Sfruttando i glutammati naturali per i loro hamburger, Umami Burger evita le connotazioni negative associate al glutammato monosodico. Ma i glutammati “naturali” in un Umami Burger non sono chimicamente diversi dai glutammati del MSG.
“La risposta breve è che non c’è differenza: il glutammato è glutammato è glutammato”, dice Richard Amasino, professore di biochimica all’Università del Wisconsin-Madison. “
I glutammati che si trovano naturalmente nel cibo si intrecciano con diverse sostanze chimiche o fibre, che il corpo è naturalmente portato a regolare, spiega Amy Cheng Vollmer, professore di biologia allo Swarthmore College. Il glutammato monosodico, tuttavia, viene senza i componenti naturali del cibo che aiutano il corpo a regolare i livelli di glutammato. È come prendere un integratore di ferro rispetto a ottenere il ferro dagli spinaci o dalla carne rossa: l’integratore di ferro crea un’autostrada tra il ferro e il flusso sanguigno che non si trova nelle fonti naturali di ferro.

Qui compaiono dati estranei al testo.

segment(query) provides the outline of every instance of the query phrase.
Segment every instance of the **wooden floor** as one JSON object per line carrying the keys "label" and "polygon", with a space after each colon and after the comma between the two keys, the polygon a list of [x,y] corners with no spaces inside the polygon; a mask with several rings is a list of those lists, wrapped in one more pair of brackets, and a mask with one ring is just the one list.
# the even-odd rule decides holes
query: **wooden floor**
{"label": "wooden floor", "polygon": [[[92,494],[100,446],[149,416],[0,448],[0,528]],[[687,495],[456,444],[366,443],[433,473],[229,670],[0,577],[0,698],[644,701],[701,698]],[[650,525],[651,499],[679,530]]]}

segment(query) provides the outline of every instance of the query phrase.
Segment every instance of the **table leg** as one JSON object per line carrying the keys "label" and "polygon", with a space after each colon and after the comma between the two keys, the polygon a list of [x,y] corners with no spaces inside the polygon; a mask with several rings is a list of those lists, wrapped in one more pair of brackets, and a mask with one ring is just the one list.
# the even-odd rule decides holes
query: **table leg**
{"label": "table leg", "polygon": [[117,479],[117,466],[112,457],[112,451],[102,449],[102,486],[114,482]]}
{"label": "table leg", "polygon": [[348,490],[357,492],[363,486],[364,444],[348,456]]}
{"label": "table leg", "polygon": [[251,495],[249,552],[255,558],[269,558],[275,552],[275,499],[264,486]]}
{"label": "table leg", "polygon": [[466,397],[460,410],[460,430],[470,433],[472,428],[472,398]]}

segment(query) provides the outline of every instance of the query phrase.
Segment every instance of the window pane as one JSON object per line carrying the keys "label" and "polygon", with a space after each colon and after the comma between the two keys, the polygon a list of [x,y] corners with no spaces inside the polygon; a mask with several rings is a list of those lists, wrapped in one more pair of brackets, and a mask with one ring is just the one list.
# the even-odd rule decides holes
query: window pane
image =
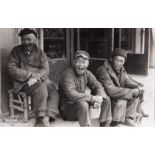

“La linea di fondo qui è il contesto è tutto”, aggiunge Vollmer.
Così MSG merita la sua cattiva reputazione? Per la piccola parte della popolazione che mostra sensibilità ad esso, probabilmente. Ma per il resto dell’America, forse è il momento di riconsiderare esattamente ciò di cui abbiamo così paura quando si tratta di MSG.